Venezuela Death Toll Rises After Refinery Blast (Wall Street Journal)

An explosion occurred over the weekend at the 640,000 barrels-a-day Amuay refinery in Venezuela, killing at least 41 people in the worst recent oil-industry disaster in Venezuela. Firefighters are struggling to control the fire despite favorable wind conditions. Officials maintain that the refinery was not damaged, but highlights a growing concern that the oil infrastructure in Venezuela is badly neglected and accidents like this are becoming more likely.

BHP Sells Australia Uranium Deposit to Cameco for $430 Million (Reuters)

The biggest news in the uranium sector in the past six months is that BHP has agreed to sell the Yeelirrie deposit – the largest undeveloped uranium project in Australia – to Cameco Corp. According to its spokesperson, BHP is planning to focus on larger assets which would give better returns for the company. However, Cameco seems to be very interested in the project, and is now focused on updating the resource estimates at Yeelirrie to conform with Canadian standards.

Iran Clings to Asian Oil Market as Sanctions Bite (Yahoo)

Iran is laying out the red carpet for India's prime minister. Manmohan Singh's arrival this week marks the first visit by an Indian leader to Iran in more than a decade, and it comes as Tehran tries to offset the squeeze from Western oil sanctions by courting energy-hungry Asian markets.
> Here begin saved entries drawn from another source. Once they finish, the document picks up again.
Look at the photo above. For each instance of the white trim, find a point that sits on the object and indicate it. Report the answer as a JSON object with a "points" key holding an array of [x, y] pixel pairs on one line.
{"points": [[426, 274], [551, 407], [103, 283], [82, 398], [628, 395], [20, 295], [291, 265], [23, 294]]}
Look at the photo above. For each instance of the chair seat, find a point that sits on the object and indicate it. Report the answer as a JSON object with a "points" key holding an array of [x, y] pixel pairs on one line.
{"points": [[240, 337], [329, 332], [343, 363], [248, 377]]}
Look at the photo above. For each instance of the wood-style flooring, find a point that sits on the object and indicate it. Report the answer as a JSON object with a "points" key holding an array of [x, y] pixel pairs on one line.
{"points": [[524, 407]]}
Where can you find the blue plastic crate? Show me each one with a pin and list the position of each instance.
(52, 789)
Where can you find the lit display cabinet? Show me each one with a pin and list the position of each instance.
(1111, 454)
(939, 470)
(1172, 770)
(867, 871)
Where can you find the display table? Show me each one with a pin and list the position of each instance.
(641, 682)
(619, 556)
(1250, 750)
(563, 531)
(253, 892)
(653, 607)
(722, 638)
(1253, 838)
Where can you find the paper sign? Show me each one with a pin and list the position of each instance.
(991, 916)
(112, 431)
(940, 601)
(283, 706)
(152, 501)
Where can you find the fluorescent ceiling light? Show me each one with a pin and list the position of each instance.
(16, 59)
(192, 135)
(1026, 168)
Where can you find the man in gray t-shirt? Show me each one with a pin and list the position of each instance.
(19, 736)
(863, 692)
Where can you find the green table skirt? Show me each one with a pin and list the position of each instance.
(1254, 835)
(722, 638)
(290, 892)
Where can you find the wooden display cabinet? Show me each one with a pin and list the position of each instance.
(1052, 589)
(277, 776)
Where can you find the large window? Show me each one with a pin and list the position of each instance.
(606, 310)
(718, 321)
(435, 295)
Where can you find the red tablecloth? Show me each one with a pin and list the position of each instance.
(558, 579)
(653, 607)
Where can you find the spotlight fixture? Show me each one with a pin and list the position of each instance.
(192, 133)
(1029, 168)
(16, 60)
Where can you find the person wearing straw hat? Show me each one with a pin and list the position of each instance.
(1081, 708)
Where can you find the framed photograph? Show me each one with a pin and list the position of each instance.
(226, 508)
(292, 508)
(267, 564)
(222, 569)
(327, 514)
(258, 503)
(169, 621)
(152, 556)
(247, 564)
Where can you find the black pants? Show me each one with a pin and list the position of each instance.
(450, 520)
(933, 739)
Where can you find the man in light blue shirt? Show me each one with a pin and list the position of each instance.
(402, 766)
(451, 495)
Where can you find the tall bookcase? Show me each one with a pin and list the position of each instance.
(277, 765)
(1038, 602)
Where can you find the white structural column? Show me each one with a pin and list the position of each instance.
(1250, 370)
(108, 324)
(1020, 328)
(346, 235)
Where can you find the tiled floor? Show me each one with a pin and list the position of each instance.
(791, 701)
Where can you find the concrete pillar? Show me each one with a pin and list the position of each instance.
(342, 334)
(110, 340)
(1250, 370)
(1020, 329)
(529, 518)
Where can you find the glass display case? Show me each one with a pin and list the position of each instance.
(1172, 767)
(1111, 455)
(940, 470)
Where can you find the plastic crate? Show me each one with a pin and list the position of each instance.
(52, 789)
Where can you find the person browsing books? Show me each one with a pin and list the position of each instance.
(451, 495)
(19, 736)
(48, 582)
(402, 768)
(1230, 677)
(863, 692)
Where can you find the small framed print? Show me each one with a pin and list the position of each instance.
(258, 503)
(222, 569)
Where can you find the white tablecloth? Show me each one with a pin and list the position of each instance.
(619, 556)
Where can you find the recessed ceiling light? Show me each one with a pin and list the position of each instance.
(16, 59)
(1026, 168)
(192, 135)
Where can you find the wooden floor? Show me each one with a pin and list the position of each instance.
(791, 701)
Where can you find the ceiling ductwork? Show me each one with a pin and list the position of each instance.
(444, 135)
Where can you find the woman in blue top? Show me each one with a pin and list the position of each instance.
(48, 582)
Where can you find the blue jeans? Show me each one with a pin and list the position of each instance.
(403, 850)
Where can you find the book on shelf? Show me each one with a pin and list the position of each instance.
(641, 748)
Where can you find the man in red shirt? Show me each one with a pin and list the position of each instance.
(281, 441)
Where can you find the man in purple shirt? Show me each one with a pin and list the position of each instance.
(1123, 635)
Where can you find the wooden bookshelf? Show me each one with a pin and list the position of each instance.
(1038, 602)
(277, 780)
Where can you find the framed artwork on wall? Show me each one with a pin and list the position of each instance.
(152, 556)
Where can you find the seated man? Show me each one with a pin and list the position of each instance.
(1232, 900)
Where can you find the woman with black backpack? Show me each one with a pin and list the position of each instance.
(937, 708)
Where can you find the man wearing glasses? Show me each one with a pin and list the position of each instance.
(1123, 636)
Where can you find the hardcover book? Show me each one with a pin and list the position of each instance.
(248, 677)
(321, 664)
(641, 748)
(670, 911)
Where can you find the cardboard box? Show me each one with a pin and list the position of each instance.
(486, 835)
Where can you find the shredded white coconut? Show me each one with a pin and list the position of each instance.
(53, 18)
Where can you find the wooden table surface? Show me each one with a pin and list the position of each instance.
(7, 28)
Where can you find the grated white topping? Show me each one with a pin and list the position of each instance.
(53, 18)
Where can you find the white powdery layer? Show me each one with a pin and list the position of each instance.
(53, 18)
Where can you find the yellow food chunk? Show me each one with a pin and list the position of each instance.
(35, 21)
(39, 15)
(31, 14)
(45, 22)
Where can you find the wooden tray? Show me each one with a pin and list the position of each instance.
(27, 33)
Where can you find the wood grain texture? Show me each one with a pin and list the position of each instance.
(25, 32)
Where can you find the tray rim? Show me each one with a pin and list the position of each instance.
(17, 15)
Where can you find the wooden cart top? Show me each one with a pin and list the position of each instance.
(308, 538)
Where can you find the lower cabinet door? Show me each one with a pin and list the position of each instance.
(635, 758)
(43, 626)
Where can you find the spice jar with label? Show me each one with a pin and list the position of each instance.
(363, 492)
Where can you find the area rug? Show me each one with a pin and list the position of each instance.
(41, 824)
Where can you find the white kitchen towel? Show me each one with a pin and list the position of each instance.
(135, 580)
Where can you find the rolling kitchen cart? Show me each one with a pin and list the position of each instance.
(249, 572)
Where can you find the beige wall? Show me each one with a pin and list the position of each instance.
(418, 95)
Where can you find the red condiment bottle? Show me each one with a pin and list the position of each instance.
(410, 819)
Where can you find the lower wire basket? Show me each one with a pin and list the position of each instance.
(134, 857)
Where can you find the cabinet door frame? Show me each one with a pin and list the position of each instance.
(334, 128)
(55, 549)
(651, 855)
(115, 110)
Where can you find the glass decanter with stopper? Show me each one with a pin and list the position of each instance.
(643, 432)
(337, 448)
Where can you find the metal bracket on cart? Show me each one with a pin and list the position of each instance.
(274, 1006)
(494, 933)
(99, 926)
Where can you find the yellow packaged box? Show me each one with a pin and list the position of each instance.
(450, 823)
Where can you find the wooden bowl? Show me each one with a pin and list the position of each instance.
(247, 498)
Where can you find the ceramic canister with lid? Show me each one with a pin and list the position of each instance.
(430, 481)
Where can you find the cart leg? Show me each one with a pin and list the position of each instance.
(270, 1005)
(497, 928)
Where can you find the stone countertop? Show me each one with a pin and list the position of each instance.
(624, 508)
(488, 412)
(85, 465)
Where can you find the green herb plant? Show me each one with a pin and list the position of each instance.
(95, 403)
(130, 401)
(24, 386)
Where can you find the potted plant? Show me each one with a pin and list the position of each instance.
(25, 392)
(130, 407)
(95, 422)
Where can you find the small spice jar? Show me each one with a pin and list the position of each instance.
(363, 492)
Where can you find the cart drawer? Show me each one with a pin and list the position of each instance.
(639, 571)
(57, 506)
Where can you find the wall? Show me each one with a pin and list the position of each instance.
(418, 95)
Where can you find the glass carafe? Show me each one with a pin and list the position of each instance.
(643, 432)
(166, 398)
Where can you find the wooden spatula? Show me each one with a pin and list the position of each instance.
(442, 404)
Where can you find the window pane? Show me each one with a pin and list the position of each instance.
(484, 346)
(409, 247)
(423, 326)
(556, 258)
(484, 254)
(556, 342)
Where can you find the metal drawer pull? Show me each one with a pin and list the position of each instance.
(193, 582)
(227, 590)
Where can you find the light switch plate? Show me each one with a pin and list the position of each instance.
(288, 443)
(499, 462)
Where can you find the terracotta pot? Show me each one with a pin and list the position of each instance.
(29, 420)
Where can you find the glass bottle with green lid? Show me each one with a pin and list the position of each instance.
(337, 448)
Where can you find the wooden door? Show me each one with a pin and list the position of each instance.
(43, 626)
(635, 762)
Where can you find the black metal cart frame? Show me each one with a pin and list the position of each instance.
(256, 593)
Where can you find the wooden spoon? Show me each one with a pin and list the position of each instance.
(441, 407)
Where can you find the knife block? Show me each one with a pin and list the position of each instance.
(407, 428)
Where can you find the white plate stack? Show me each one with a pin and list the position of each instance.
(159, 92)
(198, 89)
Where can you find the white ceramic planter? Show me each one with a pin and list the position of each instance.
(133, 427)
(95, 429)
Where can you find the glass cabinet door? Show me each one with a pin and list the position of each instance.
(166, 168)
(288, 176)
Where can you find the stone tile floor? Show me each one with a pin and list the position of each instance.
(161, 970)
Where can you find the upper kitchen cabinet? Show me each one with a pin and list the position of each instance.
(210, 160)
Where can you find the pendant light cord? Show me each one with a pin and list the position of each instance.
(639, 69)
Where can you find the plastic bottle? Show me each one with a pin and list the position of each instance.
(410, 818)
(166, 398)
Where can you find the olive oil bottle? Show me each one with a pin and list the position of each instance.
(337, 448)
Oil purchases by India, China, and South Korea have not covered Tehran's oil losses, but they have given Iran a critical cushion of oil revenues. The sales aren't likely to stop: the US cannot pressure its Asian trading partners too hard without risking economic rifts; and China, India, and South Korea are getting a great deal on Iranian oil.

Russia Invests in Diesel as Putin's Oil Boom Peaks (Bloomberg)

Putin is pushing record investment in Russia's refining industry as he advances his plans to increase European dependence on Russian diesel. In 2013 Russia plans to invest $11 billion in its refineries, up 93% on 2012 spending, in order to boost exports of premium, low-sulfur diesel by more than 50%. Profits for European refiners may drop because of the increase in Russian shipments, but more important this is yet another component of Putin's plan to cement European dependence on Russian energy.